Global payments giant PayPal will be allowing users to withdraw crypto holdings to external wallets.
US-based payments service provider PayPal has continued with efforts to embrace cryptocurrencies following its entry into the space seven months ago. The company announced yesterday that it is seeking to introduce a crypto withdrawal function. The latest move will allow users on the platform to transfer their crypto into third-party wallets.
Speaking during CoinDesk’s Consensus 2021, the company’s VP and GM of Crypto & Digital Currencies, Jose Fernandez da Ponte, affirmed that support for external wallets would be added. The payments firm first opened its platform to cryptocurrencies in October last year, permitting its customers to purchase the crypto assets directly. However, an area of criticism was that the company allowed the users to only hold their assets without moving them off the platform.
PayPal intends to change this with the upcoming functionality, although no specific date has been given on when the crypto withdrawal feature would be introduced. He did hint that it would be soon, saying that the company tended to roll out developments every two months. Judging from history, though, PayPal will likely bring the feature gradually using a regional approach.
“We want to make it as open as possible, and we want to give a choice to our consumers, something that will let them pay in any way they want to pay,” the PayPal executive said. “They want to bring their crypto to us so they can use it in commerce, and we want them to be able to take the crypto they acquired with us and take it to the destination of their choice.”
PayPal’s move to support cryptocurrency last year was a big plus to the crypto space. The decision to allow withdrawals of digital assets into other wallets will certainly help push mainstream recognition of cryptocurrencies. There are reports suggesting that the company is considering launching its stable coin. Asked about the same, the executive responded by saying it was too soon and touched on central bank digital currencies.

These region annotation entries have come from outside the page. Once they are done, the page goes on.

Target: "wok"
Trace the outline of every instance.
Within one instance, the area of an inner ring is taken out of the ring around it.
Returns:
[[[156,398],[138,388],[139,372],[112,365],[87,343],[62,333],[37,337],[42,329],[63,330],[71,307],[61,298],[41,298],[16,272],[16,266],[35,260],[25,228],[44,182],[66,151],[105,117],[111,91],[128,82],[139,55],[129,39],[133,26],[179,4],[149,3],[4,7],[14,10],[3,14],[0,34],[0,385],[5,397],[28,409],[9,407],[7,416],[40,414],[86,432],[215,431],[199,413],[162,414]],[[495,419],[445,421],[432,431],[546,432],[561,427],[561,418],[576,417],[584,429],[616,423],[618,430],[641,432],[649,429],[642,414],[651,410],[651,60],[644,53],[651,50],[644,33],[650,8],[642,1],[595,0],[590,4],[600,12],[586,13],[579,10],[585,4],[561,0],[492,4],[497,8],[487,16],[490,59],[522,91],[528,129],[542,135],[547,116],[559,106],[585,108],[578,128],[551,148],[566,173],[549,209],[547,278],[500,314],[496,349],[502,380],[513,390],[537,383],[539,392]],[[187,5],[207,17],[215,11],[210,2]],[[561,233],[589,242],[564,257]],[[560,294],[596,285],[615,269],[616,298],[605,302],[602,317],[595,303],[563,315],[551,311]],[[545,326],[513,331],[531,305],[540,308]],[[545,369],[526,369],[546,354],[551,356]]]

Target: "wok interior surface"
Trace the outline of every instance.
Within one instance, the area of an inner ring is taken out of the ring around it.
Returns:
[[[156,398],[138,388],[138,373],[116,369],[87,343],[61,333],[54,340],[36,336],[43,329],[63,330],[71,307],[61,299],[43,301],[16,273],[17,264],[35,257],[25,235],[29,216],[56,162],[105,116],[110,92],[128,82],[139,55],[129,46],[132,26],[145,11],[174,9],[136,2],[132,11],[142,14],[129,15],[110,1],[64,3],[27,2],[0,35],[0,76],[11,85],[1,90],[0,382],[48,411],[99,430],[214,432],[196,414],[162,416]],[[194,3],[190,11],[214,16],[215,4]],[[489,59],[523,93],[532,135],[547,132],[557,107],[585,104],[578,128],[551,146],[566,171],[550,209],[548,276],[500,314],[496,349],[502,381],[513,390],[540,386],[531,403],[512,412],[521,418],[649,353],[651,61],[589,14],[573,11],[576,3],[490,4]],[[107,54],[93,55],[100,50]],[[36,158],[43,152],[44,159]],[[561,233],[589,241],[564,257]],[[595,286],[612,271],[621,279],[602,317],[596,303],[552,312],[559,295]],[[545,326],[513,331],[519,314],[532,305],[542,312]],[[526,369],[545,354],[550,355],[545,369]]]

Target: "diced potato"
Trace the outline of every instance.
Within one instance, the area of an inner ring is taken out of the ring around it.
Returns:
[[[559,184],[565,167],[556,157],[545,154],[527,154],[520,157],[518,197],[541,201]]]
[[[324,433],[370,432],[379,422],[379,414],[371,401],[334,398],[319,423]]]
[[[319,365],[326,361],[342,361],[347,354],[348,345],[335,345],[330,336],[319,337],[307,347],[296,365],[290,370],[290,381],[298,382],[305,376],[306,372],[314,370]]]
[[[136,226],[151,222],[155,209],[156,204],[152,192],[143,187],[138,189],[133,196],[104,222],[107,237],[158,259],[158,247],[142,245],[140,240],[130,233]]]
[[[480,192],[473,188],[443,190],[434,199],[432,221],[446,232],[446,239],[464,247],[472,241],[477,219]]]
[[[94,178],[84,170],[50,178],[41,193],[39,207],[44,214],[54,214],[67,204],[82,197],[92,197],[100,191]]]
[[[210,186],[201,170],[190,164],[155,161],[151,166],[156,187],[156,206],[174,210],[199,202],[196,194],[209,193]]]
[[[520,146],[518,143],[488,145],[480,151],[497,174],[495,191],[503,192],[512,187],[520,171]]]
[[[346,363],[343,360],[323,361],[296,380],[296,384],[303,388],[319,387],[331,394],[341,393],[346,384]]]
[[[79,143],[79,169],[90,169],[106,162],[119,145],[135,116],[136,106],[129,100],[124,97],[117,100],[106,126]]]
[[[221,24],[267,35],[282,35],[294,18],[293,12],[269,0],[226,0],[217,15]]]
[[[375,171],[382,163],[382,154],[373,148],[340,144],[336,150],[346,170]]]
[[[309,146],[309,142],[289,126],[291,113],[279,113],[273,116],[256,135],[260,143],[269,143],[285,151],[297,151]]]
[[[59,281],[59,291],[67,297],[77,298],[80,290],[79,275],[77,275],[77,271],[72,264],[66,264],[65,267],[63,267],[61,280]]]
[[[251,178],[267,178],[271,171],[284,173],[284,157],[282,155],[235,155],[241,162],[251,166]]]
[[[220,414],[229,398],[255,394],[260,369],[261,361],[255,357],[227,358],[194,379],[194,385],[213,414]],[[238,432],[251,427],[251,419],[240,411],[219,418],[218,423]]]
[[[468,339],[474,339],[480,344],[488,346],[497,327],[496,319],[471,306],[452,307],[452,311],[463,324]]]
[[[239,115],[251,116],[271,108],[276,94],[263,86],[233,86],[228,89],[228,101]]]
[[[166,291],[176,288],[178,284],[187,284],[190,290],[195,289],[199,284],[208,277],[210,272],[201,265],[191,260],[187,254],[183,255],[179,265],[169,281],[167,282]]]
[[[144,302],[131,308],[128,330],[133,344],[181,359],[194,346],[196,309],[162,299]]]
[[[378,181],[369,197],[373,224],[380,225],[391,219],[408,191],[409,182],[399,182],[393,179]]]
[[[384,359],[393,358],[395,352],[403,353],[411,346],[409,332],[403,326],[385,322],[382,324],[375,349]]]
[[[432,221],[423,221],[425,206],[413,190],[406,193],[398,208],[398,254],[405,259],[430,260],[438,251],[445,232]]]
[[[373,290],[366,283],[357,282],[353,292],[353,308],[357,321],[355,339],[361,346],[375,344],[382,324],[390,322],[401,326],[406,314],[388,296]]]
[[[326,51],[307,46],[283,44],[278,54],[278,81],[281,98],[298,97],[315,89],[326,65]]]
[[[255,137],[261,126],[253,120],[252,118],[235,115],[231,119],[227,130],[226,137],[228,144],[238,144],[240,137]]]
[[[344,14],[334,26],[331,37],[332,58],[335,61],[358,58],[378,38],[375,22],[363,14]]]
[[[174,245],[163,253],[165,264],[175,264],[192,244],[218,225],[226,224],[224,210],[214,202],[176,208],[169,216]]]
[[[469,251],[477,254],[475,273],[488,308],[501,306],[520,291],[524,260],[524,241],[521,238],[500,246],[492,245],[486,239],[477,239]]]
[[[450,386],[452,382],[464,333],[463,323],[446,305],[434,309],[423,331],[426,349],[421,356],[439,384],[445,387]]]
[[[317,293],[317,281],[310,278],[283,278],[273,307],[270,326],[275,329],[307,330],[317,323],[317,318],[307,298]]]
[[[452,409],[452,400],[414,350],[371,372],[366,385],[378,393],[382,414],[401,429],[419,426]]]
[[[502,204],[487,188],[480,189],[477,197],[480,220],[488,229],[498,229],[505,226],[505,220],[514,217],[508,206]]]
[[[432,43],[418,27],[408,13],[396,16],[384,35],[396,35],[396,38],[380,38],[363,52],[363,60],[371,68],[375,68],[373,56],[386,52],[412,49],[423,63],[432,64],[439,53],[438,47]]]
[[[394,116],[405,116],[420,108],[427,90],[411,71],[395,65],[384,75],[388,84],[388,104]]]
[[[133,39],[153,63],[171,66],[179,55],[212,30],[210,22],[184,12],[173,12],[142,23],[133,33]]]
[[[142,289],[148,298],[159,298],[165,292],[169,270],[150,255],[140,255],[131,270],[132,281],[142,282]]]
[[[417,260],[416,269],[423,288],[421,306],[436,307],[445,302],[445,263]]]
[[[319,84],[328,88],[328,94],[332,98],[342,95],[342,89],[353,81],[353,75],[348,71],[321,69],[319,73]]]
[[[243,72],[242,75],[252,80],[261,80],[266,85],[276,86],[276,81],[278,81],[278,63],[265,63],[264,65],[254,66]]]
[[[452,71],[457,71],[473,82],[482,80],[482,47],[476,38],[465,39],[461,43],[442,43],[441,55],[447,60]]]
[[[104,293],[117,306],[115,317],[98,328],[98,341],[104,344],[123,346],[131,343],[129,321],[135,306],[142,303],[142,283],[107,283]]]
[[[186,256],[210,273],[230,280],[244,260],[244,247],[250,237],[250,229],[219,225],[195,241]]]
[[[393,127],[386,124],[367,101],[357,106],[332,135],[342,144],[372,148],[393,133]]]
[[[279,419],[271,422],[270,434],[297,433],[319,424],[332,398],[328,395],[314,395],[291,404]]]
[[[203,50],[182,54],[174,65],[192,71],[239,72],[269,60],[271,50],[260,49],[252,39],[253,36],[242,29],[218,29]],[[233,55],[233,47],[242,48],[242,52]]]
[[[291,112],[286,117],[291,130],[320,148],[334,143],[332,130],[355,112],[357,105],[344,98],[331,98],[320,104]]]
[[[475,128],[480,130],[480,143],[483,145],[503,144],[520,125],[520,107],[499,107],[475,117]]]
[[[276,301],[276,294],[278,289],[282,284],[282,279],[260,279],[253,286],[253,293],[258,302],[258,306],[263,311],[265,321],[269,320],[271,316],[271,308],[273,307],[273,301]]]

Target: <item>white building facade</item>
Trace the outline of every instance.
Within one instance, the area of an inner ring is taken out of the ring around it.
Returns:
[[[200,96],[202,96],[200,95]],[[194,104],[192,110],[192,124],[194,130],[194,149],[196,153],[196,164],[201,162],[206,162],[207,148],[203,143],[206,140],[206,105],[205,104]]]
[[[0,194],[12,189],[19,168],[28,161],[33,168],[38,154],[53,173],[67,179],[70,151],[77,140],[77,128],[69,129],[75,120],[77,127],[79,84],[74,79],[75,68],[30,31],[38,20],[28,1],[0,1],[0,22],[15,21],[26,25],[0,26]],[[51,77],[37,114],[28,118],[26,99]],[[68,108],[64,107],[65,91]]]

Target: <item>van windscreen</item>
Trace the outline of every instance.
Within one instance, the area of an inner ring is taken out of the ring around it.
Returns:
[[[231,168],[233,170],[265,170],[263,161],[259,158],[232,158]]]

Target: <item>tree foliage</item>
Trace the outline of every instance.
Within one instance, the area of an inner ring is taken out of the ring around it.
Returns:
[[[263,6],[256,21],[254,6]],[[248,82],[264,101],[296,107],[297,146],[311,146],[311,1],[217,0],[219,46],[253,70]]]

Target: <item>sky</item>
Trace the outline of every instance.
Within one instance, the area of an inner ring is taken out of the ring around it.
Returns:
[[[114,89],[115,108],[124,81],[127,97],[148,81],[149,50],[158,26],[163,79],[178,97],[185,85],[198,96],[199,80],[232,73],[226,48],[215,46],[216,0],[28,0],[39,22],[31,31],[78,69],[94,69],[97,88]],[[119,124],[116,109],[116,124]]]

He explained that PayPal offered a convenient way of distributing the digital currencies to the masses as it was well suited to tackle logistic issues that could arise. He played down any comparison between central bank-backed tokens and stablecoins.
“It absolutely makes sense that central banks will issue their own tokens,” he said. “Sometimes we position the debate as CBDCs versus stablecoins, but it’s a bit of a fake debate. There is no trade-off. We think they will co-exist.”